# What to Carry?? Help Please...



## Shelby (Nov 13, 2008)

Hello All,

Finally got my CHL here in Texas, and was planning on carrying the gun that I've had in the car - a Glock 30. The 30 didn't feel too large until I put it in an OWB holster, and tried to dress etc. I was shocked how large the gun felt! I knew it would feel "new" to start wearing a firearm, and I have to find a way to be comfortable. I would like to carry a .45 or a .40

Here's my question:

For those of you with some experience, would a good quality (crossbreed etc.) IWB holster be a smart way to go, or should I look toward buying a smaller gun like an XD40SC with a similar holster? I'm afraid to start throwing money at holsters when I may be better to spend my cash on a new gun. I'm 6' 215lbs and although I know I ultimately have to make the decision myself, it's nice to hear from the braintrust here - as there may be some members who have had a similar experience.

TIA!

Shelby
Colleyville, Texas


----------



## Recycooler (Apr 7, 2009)

I carried a Ruger SR9 full size in a tuckable IWB ( split decision) from Highnoon Holsters.Only costs $35.00 I had no problem concealing it just behind my right hip.I still carry in that same holster but a kahr K9.I have it on from 5 am to 9pm daily.You get used to it and now its weird when I don't have it on. My .02c


----------



## Steve M1911A1 (Feb 6, 2008)

It's not the gun.
It's not the holster.
You merely need to get used to walking around armed.
However, you absolutely will have to modify your mode of dress, and even your wardrobe, to assure complete concealment. But that can come in due time, after you've amassed some experience carrying a weapon.

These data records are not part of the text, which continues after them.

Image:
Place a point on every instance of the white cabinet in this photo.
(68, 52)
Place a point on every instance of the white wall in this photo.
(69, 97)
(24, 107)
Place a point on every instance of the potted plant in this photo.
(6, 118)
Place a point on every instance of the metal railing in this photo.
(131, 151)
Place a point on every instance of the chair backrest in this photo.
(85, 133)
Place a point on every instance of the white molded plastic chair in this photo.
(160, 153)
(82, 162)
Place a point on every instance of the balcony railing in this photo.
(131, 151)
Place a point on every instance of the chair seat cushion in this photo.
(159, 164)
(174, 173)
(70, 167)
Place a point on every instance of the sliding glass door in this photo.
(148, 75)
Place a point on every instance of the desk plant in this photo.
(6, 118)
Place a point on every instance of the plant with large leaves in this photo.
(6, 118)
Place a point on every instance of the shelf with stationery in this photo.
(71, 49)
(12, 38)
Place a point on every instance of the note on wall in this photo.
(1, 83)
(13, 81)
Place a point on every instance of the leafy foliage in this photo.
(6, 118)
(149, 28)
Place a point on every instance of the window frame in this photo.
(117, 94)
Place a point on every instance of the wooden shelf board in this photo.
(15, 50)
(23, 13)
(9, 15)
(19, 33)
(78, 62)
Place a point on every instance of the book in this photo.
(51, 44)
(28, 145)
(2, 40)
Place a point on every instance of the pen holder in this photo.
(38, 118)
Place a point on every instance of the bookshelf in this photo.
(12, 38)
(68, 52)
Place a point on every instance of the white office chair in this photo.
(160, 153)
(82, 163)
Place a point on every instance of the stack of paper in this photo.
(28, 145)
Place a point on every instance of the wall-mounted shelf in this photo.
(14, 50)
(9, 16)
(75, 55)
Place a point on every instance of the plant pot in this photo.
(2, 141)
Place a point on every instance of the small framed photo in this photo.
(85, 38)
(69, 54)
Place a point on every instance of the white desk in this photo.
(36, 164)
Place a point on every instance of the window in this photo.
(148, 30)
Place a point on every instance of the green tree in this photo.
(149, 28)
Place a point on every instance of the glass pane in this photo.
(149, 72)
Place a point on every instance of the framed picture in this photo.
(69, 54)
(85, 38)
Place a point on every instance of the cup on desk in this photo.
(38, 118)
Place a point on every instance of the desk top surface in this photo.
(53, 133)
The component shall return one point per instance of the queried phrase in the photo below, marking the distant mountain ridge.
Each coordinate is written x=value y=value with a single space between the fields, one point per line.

If the gun works for you when you're shooting, don't change the gun.
If all else fails, change the holster. It's a cheaper change, and new holster changes are easier to learn to cope with than are gun changes.

But, believe me, it isn't the gun and it isn't the holster. It's your lack of CCW experience.
Give it time. It'll be OK.


----------



## Shelby (Nov 13, 2008)

Much appreciated - thank you both.


----------